今回の実証事業は限られた時間内で次々と即断を求められる中、アジャイルに進めながらほぼ当初予定した通りのレポート材料を創出できたことは大きな成果であった。今後はリアルの顧客をターゲットに、 デジタル配送管理システムの拡販に注力し、将来的にはデータビジネスにつなげていきたい。 

■Global Mobility Service Philippines, Inc.   中嶋一将 代表 

今回アサインしたドライバー達が忠実に仕事をしてくれたのでよかった。今後はDNPのデジタル配送管理システムとGMSの車輌、ドライバーを資産としてロジスティクス企業に交渉し、三位一体の事業主体構築も検討していきたい。 

【今後の予定】 

今回の実証事業では、配送管理の効率化、任意の温度帯を長時間保った配送および、配送業務が未経験のドライバーの業務への適応といった一定の成果が得られました。これを踏まえ、将来的には食品や医療品等を安全に最終目的地まで届けられる安心かつ高品質なコールドチェーンの普及・浸透と、当該市場における新たな雇用創出につなげます。 また、今回フィリピンにおける実証事業で得られた結果をもとに、今後市場適応性などを検討しながら東南アジア地域の各国(ベトナム、インドネシアを想定)への水平展開を目指します。

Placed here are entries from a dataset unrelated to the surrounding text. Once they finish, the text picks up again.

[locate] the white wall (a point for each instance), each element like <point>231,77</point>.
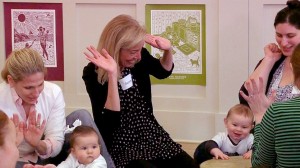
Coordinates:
<point>236,31</point>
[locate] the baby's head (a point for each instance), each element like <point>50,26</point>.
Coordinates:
<point>239,122</point>
<point>84,142</point>
<point>8,141</point>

*1 フィリピンでは、デジタル配送管理システムの事業ライセンスをDNPから3Q Dash Technolox社に供与し、配送事業者にサービスを提供しています。配送業務管理者用の配送管理Webと配送ドライバー用のスマートフォンアプリで構成された配送管理システムです。配送オーダーの受領・登録、配送ドライバーのアサイン、配送進捗状況管理、配送ドライバーの現在位置情報や配達完了報告等をオンラインで管理できます。 

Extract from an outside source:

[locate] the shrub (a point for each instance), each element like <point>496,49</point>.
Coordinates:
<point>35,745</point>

*2 DNP多機能断熱ボックスについてはこちら : https://www.dnp.co.jp/biz/solution/products/detail/1188731_1567.html 

*3 3Q Dash Technolox, Inc.は、DNP、ユニアデックス株式会社、Global Mobility Service株式会社が2022年に設 立した合弁会社。物流配送領域でインターネットを活用した荷主と配送ドライバーのマッチングサービスを行います。

https://www.dnp.co.jp/news/detail/10162252_1587.html 

※ニュースリリースに記載された製品の価格、仕様、サービス内容などは発表日現在のものです。その後予告なしに変更されることがありますので、あらかじめご了承下さい。